Photograph © Beowulf Sheehan

Talea Ensemble Tackles Complex Works at St. Peters Chelsea

The dark, cavernous interior of St. Peters Chelsea seemed to demand whispered, hushed voices from the audience members slowly streaming into the sanctuary before April 13th’s Talea Ensemble performance. Devout silence was maintained as the pews, wooden and ancient, began to fill up. Many audience members chose to sit alone in their sectioned pew, all of us there to bear witness and reverence to new music.

Rebecca Saunders’ fury II for double bass and ensemble is a piece of anguished and subdued fury, coincidentally articulated by a sorrowful siren that passed by the church at just the right time. The pizzicato and glissandi effects in the bass (performed by Greg Chudzik) were quite effective, and, married with on point percussion including a lion’s roar, the work sounded how angry deep space must feel. Originally commissioned by the Sächsischen Staatskapelle Dresden and Casa da Musica Porto, fury II is made of sounds you’ve heard before, put together in ways you haven’t.

Courtney Bryan

Courtney Bryan

Courtney Bryan’s In the Heart of God for flute, clarinet, violin, and cello, is inspired by Khalil Gibran’s “On Love” from The Prophet. Just like the text itself (lines like “To rest at the noon hour and meditate love’s ecstasy” and “For even as love crowns you so shall he crucify you”), In the Heart of God is mellow, golden honey sweetness; music to be nostalgic to. While I craved more harmonic nuance, the piece was the right warm lull of sensuous devotion to balance out the sparkling dark blue sound world of fury II.

Basket of Figs by Anna-Louise Walton, using poetry by Ellen Bass, is an amuse-bouche of a piece. The program notes discuss how Basket of Figs “explores the use of wind instruments as an extension of the human voice.” Treating the voice so that the delicate shading of timbre and articulation meant that often the audience couldn’t understand the words being sung.

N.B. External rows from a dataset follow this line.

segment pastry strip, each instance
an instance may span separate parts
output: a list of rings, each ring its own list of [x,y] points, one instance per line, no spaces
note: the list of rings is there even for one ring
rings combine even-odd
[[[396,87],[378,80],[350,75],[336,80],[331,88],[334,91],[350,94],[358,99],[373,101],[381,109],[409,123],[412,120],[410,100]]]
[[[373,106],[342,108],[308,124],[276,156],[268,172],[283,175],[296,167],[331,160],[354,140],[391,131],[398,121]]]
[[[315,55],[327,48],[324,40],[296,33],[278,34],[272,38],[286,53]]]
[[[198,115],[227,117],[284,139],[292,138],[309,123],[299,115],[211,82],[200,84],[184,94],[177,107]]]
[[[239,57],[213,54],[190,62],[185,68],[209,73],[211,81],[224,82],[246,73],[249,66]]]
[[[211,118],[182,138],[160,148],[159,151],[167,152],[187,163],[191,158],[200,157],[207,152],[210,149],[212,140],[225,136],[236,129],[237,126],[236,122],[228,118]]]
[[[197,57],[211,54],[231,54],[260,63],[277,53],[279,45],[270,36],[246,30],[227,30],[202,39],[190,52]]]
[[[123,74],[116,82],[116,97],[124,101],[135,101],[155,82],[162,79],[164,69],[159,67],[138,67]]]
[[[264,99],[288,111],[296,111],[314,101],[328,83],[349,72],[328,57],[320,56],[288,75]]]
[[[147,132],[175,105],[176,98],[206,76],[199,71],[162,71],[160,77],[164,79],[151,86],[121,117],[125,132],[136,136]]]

It was possible to understand the nuances, subtle and sweet and rich, but for a piece that ends much too soon, isn’t that enough?

The second half of the concert was dedicated to scenes from Maxwell Dulaney’s one-act opera Already Root. A world premiere performance of these scenes, the work dwells upon Eurydice’s experiences within the happenings of the Orpheus myth. Orpheus himself is not a character in this opera, but Hermes is. Exquisitely sung by soprano Sharon Harms and tenor Brian Giebler, these characters spoke, hummed, and murmured Lauren Slaughter’s libretto based on poems by Joanna Klink and Rainer Maria Rilke.

Talea Ensemble - Photo by Beowulf Sheehan.

Talea Ensemble – Photo by Beowulf Sheehan.

The cornucopia of primal-feeling overtones and flutterings in the orchestra made a subtle background for the text that was set in such a way that I was reminded of the red room dream scene from Twin Peaks. The effect of molding the text to the music in a manner that focuses on the syllables and not the words themselves accomplishes many things, though at times the poetry felt veiled at what should have been its most beautiful moments. The sotto voce effect often employed throughout the entire ensemble felt like the music was just out of focus, hiding somewhere behind an aural curtain. In the fourth scene, a moment of bowed crotale overtones melting in the air with soft soprano lines was especially haunting.

Talea Ensemble is known for tackling difficult, technique-driven music with aplomb and charisma. This program of ornate, complex works was carefully tended to, beautifully and respectfully presented, and well-led by conductor James Baker. With their ten year anniversary coming up during the 2018-2019 season, Talea certainly has much to celebrate.